Pre-training Is “Crappy Evolution”
Karpathy draws a careful analogy between pre-training and biological evolution. Both produce a starting point rich with capability — but they work very differently. Evolution encodes algorithms for learning into DNA; pre-training compresses the internet into neural network weights. The result is what he calls “ghosts” or “spirits” — fully digital entities that mimic humans rather than replicate the biological process that created human intelligence.

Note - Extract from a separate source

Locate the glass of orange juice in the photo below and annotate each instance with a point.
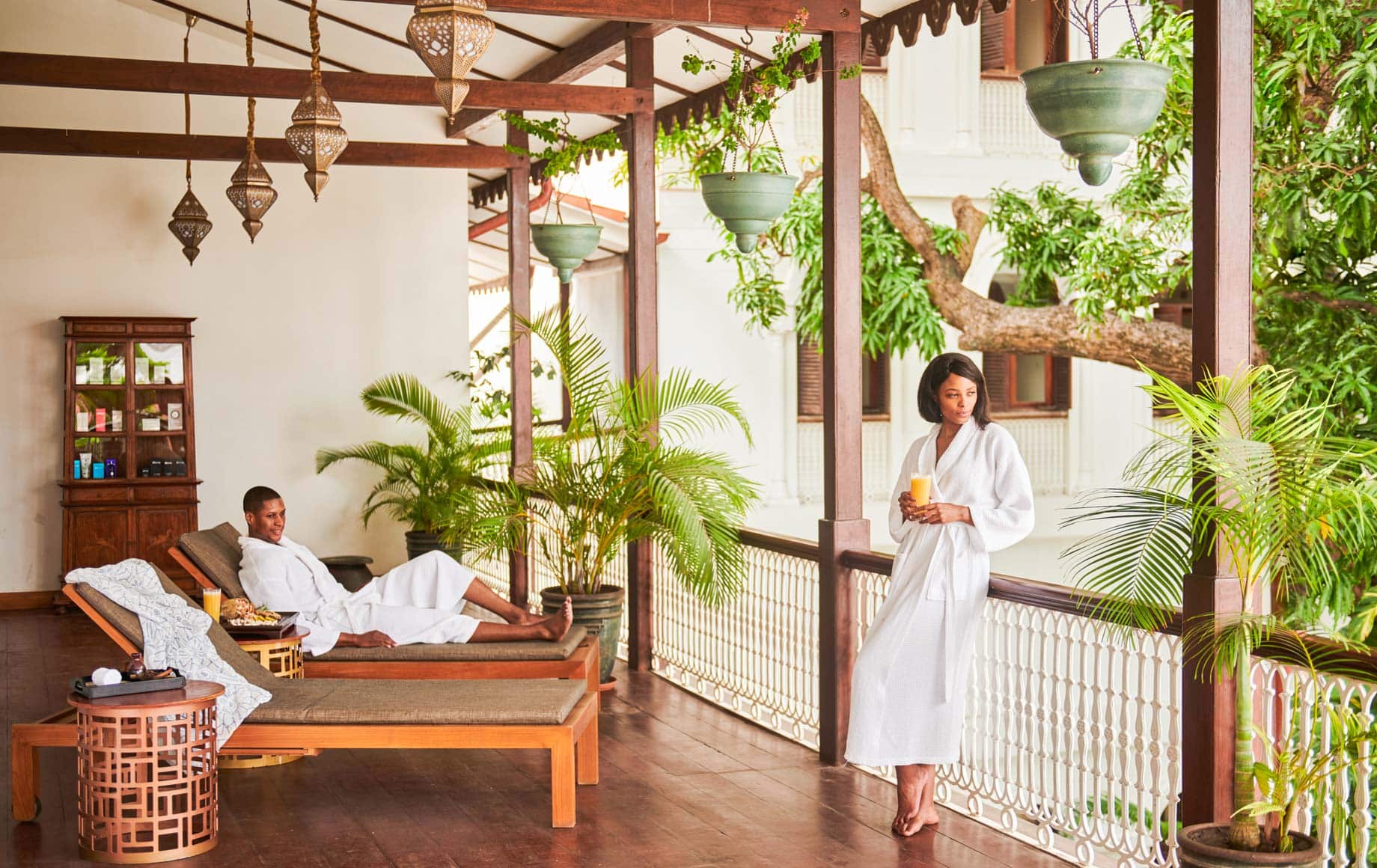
(211, 602)
(921, 489)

A key distinction: pre-training gives models both knowledge and intelligence, but the knowledge may actually be holding them back. Models rely too heavily on memorized patterns from their training data and struggle when they need to go off that data manifold. Karpathy’s vision for the future is a “cognitive core” — an intelligent entity stripped of memorized knowledge that retains only the algorithms for thought, problem-solving, and reasoning. When it needs a fact, it looks it up.
In-Context Learning Is Where the Real Intelligence Lives
One of the most fascinating segments: Karpathy argues that the real intelligence of LLMs is visible in their in-context learning — the way they reason, self-correct, and adapt within a conversation window. He compares this to human working memory, contrasting it with the “hazy recollection” that lives in the model’s weights from pre-training. The difference in information density is staggering — roughly a 35-million-fold gap between how much information per token is stored in the KV cache versus the weights.
He also raises the tantalizing possibility, backed by research, that in-context learning may internally implement something like gradient descent within the transformer’s layers — a kind of learning-within-learning that emerged spontaneously from pre-training.
Reinforcement Learning Is “Terrible”
Karpathy doesn’t mince words here. Current RL for LLMs is crude: you generate hundreds of parallel attempts at a problem, check which ones got the right answer, and then upweight every single token in those successful trajectories — even the wrong turns and dead ends. He calls it “sucking supervision through a straw.” A human would never learn this way; they’d reflect on what specifically went right and wrong.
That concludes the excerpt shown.